2. Test of actual potential

The papers, on which this report is based, suggest that there exists a considerable societal potential in the informally acquired skills in Greenland.  There is a strong need to verify that the group who are presently outside the work force and not enrolled in further education will benefit from better visibility and certification of their skills. Likewise, quantification of the socio-economic potential of matching these skills with existing and potential demands for the workforce is essential for allocation of resources to these efforts.

3. Mapping of skills – across sectors

In order to match the potential work force with the potential opportunities there is a need for a geographic and demographic mapping of the distribution of skills and the size of the potential work force possessing informally acquired skills. Indications can be found in the current statistics but there is a need for a specific focus on informally acquired skills. This will require a division of informally acquired skill into a small set of clearly defined categories, deemed to be relevant for future opportunities. All relevant stakeholders (companies, authorities, unions etc.) should be included or at least consulted in such a mapping process to make sure, that the identified skills are generally accepted as being relevant for society. 

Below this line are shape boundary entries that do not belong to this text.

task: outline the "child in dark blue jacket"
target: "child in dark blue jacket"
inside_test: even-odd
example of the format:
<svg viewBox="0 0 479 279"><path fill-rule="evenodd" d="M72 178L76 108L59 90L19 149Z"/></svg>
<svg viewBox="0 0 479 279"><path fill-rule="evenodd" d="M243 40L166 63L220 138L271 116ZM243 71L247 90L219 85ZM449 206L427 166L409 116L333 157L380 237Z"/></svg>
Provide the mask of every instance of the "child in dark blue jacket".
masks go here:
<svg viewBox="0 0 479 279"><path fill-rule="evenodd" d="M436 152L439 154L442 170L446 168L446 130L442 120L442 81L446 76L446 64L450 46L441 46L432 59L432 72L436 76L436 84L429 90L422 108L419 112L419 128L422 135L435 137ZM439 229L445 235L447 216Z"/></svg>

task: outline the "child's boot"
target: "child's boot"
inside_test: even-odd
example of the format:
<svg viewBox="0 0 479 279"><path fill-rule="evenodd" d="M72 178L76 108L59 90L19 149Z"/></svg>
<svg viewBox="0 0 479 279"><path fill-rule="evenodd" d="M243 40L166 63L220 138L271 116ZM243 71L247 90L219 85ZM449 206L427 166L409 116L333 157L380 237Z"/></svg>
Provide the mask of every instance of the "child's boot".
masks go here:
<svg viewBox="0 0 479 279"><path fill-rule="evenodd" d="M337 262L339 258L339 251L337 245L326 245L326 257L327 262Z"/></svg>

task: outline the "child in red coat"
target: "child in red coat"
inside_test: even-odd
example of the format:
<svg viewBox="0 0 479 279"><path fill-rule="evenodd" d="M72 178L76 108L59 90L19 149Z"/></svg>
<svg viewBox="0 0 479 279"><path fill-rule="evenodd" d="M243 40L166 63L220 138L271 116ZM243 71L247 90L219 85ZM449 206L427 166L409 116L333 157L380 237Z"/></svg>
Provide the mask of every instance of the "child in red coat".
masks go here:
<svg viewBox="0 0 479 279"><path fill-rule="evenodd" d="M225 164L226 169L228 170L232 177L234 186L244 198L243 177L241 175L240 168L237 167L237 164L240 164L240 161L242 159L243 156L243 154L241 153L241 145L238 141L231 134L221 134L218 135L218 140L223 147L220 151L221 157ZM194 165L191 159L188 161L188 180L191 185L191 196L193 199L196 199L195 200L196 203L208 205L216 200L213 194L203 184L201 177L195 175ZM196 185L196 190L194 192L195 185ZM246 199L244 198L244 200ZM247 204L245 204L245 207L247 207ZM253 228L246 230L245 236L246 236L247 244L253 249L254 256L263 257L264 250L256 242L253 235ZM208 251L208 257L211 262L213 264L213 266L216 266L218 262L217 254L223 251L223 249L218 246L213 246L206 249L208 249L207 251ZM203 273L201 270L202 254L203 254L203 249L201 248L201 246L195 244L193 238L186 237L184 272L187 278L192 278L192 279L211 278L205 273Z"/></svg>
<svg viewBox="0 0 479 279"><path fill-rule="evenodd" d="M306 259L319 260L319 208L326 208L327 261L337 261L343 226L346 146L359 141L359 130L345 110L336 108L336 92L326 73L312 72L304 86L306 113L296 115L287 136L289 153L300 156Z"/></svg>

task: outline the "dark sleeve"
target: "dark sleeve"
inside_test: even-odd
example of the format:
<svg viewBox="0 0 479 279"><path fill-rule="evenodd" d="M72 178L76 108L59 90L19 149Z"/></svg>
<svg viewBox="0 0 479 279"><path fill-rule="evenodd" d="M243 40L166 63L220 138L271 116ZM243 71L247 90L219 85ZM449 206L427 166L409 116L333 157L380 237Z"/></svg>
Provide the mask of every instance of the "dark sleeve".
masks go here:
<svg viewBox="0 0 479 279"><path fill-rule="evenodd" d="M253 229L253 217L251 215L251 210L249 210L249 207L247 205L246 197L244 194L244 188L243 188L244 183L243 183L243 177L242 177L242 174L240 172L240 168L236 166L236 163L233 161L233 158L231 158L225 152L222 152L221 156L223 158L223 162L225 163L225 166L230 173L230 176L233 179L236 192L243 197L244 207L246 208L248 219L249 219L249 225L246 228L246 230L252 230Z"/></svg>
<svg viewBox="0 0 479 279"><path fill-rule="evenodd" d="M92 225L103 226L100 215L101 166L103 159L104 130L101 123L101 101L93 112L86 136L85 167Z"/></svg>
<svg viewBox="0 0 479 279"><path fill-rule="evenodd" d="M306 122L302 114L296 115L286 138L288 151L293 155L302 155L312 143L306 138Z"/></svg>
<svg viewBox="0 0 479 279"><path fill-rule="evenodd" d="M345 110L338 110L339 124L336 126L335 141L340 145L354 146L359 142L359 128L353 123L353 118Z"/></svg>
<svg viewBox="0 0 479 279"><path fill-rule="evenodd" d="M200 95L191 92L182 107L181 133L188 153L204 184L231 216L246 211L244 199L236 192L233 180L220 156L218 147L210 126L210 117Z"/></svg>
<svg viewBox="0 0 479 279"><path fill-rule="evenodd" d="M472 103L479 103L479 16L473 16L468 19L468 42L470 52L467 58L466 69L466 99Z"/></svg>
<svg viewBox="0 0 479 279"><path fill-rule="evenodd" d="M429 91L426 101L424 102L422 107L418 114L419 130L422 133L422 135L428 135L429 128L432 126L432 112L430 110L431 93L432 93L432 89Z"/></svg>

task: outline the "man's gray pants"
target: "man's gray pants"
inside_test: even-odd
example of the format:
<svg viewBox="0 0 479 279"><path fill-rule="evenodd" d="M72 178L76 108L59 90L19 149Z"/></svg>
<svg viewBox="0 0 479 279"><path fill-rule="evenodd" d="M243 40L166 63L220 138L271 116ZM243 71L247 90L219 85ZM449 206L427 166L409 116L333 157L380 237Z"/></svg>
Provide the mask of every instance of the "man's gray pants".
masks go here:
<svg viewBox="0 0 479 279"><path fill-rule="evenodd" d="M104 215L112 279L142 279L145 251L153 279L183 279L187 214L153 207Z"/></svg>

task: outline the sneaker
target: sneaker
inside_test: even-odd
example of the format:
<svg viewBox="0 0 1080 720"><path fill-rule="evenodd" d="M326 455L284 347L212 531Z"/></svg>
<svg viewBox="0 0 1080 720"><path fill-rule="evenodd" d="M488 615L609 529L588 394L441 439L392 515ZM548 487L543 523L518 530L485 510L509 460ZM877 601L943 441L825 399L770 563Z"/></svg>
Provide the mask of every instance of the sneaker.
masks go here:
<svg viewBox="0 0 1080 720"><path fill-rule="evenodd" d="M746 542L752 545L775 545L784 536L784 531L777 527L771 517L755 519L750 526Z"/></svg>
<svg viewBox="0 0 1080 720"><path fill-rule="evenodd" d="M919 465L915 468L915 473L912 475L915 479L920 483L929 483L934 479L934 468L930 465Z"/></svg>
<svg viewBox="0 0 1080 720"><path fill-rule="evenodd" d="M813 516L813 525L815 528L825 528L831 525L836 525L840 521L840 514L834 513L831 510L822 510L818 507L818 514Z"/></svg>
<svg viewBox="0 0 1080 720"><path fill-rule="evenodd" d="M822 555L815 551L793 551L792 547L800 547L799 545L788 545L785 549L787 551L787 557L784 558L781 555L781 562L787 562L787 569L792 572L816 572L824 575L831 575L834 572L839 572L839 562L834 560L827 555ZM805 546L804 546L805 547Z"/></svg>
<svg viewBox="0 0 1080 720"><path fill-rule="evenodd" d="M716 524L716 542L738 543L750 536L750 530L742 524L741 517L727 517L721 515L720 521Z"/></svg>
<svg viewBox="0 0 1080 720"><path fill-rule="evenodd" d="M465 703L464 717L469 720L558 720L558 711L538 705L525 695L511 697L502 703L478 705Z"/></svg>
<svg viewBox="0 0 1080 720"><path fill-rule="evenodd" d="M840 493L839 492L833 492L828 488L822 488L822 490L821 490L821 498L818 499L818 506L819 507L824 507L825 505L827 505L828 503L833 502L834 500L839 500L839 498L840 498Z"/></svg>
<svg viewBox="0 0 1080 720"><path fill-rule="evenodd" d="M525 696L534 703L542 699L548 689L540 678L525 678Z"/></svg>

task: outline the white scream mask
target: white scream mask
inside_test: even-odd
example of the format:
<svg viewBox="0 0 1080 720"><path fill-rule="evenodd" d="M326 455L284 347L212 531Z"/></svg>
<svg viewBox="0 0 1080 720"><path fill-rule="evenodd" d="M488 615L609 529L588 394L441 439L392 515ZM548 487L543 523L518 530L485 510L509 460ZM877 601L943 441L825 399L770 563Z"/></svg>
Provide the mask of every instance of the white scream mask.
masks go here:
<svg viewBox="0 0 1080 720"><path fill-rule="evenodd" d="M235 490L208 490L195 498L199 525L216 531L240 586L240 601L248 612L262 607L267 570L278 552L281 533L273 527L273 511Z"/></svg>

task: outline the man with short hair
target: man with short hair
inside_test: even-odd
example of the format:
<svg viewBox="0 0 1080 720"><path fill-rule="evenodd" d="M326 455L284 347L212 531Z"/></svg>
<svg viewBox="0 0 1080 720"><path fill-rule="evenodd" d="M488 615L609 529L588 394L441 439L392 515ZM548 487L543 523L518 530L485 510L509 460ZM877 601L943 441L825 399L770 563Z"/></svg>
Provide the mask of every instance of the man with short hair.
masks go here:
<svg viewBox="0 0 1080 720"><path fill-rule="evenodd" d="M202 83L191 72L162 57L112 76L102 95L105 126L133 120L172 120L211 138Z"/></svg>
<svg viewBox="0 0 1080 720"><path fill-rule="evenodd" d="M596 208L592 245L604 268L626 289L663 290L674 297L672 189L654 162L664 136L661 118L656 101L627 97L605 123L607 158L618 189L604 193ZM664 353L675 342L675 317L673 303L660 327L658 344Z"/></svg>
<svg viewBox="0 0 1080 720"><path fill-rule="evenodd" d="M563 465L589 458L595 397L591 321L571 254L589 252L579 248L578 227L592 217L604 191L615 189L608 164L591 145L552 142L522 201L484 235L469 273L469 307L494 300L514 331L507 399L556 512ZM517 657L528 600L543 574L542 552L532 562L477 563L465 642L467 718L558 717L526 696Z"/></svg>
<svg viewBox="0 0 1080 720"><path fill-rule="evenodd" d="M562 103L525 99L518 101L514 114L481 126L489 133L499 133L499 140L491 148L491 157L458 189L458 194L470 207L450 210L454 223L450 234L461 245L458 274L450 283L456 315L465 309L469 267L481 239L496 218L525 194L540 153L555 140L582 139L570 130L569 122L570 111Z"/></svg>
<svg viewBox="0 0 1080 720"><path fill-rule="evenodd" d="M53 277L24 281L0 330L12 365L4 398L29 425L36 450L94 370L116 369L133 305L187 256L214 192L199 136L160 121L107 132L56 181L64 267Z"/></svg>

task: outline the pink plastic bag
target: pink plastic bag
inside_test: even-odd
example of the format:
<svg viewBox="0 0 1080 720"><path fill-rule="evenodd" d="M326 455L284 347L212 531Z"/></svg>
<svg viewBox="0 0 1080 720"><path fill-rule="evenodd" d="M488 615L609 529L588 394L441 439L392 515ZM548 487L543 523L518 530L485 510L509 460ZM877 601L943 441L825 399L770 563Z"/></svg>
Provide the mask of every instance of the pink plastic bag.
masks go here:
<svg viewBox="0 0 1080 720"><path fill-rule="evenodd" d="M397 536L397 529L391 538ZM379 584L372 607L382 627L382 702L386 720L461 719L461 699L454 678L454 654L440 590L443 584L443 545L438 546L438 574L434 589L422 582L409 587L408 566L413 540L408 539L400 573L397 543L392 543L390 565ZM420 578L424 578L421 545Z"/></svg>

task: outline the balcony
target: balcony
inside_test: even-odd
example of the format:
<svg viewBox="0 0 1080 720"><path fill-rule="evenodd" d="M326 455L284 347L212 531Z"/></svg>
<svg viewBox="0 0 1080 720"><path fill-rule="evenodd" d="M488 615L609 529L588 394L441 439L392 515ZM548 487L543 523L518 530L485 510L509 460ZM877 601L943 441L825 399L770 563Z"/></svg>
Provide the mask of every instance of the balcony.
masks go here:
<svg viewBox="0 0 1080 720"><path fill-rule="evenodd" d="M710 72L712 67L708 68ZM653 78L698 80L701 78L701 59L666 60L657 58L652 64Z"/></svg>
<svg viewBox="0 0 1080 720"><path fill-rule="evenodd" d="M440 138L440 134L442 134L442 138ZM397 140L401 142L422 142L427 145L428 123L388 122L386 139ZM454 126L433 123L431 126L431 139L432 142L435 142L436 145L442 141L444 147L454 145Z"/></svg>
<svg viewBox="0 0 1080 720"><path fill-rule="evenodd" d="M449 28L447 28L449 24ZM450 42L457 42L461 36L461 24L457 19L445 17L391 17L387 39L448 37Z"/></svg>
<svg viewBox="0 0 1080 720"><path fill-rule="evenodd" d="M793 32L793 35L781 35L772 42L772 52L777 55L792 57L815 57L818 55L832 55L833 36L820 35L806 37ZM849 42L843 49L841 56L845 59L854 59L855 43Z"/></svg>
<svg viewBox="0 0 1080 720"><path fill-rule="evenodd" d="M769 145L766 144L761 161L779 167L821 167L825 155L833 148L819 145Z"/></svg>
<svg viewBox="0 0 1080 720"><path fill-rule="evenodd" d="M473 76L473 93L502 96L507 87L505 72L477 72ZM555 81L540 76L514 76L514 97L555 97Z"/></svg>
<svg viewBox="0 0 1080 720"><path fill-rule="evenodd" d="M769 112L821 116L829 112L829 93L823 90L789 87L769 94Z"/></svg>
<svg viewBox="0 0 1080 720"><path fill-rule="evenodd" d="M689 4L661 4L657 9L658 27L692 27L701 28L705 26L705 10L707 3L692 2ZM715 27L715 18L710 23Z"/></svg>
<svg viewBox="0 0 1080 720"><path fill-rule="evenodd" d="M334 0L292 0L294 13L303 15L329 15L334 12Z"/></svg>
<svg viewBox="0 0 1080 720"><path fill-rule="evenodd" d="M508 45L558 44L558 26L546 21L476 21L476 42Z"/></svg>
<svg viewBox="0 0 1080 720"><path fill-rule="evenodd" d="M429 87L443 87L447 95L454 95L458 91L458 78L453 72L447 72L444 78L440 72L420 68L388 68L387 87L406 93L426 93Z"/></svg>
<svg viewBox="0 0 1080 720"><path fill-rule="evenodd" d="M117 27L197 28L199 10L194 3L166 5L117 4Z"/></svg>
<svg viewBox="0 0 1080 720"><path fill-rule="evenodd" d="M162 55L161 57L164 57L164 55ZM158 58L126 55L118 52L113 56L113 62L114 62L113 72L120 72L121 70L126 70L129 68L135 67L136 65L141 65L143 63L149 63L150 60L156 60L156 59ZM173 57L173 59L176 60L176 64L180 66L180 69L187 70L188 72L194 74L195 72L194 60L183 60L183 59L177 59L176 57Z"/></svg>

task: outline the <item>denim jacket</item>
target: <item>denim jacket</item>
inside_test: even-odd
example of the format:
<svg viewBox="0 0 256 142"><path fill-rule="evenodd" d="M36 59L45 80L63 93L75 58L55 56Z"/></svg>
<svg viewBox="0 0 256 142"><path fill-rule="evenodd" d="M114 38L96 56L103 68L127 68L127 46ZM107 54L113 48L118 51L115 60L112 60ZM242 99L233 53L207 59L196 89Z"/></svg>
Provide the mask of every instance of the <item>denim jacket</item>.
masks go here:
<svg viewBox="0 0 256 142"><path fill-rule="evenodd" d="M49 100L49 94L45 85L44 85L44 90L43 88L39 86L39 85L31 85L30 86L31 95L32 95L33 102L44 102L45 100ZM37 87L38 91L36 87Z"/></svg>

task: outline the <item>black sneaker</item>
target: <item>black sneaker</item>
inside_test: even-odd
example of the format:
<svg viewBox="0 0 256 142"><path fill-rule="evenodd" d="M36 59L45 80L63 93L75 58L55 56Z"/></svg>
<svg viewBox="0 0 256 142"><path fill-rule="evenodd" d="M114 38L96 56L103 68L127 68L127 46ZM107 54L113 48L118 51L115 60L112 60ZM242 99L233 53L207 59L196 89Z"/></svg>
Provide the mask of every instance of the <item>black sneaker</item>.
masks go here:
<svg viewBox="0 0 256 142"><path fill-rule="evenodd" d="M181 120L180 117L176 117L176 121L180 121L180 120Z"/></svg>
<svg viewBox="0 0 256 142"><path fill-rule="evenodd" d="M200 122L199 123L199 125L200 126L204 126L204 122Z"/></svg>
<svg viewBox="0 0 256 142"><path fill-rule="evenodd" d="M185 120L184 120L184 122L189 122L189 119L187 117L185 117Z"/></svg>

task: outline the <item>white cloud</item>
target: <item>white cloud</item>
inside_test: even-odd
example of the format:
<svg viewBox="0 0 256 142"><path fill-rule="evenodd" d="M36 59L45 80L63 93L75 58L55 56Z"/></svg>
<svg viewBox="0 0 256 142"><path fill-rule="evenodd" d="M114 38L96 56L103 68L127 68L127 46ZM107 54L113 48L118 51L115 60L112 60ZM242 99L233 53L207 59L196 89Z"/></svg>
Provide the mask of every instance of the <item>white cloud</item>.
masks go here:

4. A system of recognition

If the test of the actual potential and the mapping of skills succeeds, these steps could be followed by establishing a system for recognition of informally acquired skills addressed at the group of people who are not inclined to pursue further education. Our findings show that there is a wide acceptance and experience with inclusion of people with informally acquired skills, but initiatives and practices are often local and not systematic. This recognition could be systematized through certificates, “on-the-job-tests” or light assessments. Again, it will be a task for the relevant stakeholders to identify the right means of such a system. 

5. Clear definition of causes of unemployment

A prerequisite for any focused actions to minimize the level of unemployment and disengagement in education is a clear definition of their causes. There is a need to address social and health causes, lack of visibility and appreciation of informally acquired skills, and lack of work opportunities that match these skills as three separate causes. They require different actions, and may act separately or in concert. We suggest that these causes be defined individually and their geographic and demographic distributions are mapped and registered separately. A match group system already exists in Greenland, but there seems to be a need for standardization and more specific definition of the groups

 6. A holistic approach

The need to address personal challenges and the development of personal skills is underlined in much of the available research. Some of the existing preparation- and upskilling programs in Greenland are already including efforts to deal with this challenge and our findings indicate that this is a justified approach which could be included in even more programs. A holistic approach also includes an awareness of solving “technical constraints” such as lack of housing for students and interns and the lack of internships. Thus a mere focus on employment or education cannot stand alone. 

7. Dialogue and focus

Addressing the potentials of including informally acquired skills in a systematized way might in itself be beneficial because it can help provide a focus on the challenge. This focus should be followed up by establishing a more stable and continuing dialogue between municipalities and companies on how to match relevant skills with relevant employment or other types of occupation. Our findings have pointed towards the benefits of a “broker” institution and at the same time companies have pointed to their wishes of a close collaboration with municipalities and contact persons on possession of the needed local knowledge to match people and jobs.

8. Definition of goals and objectives

Informally acquired skills can contribute more actively to development of the Greenland society. A crucial first step is to discuss and define a vision and decide on the objectives. Appropriate policy strategies can only be designed on the basis of a clear vision. At the same time the creation of more tangible ideas about how future family life can be interwoven with work life in new trades and industries can be a decisive and creative mover for personal engagement in skills development.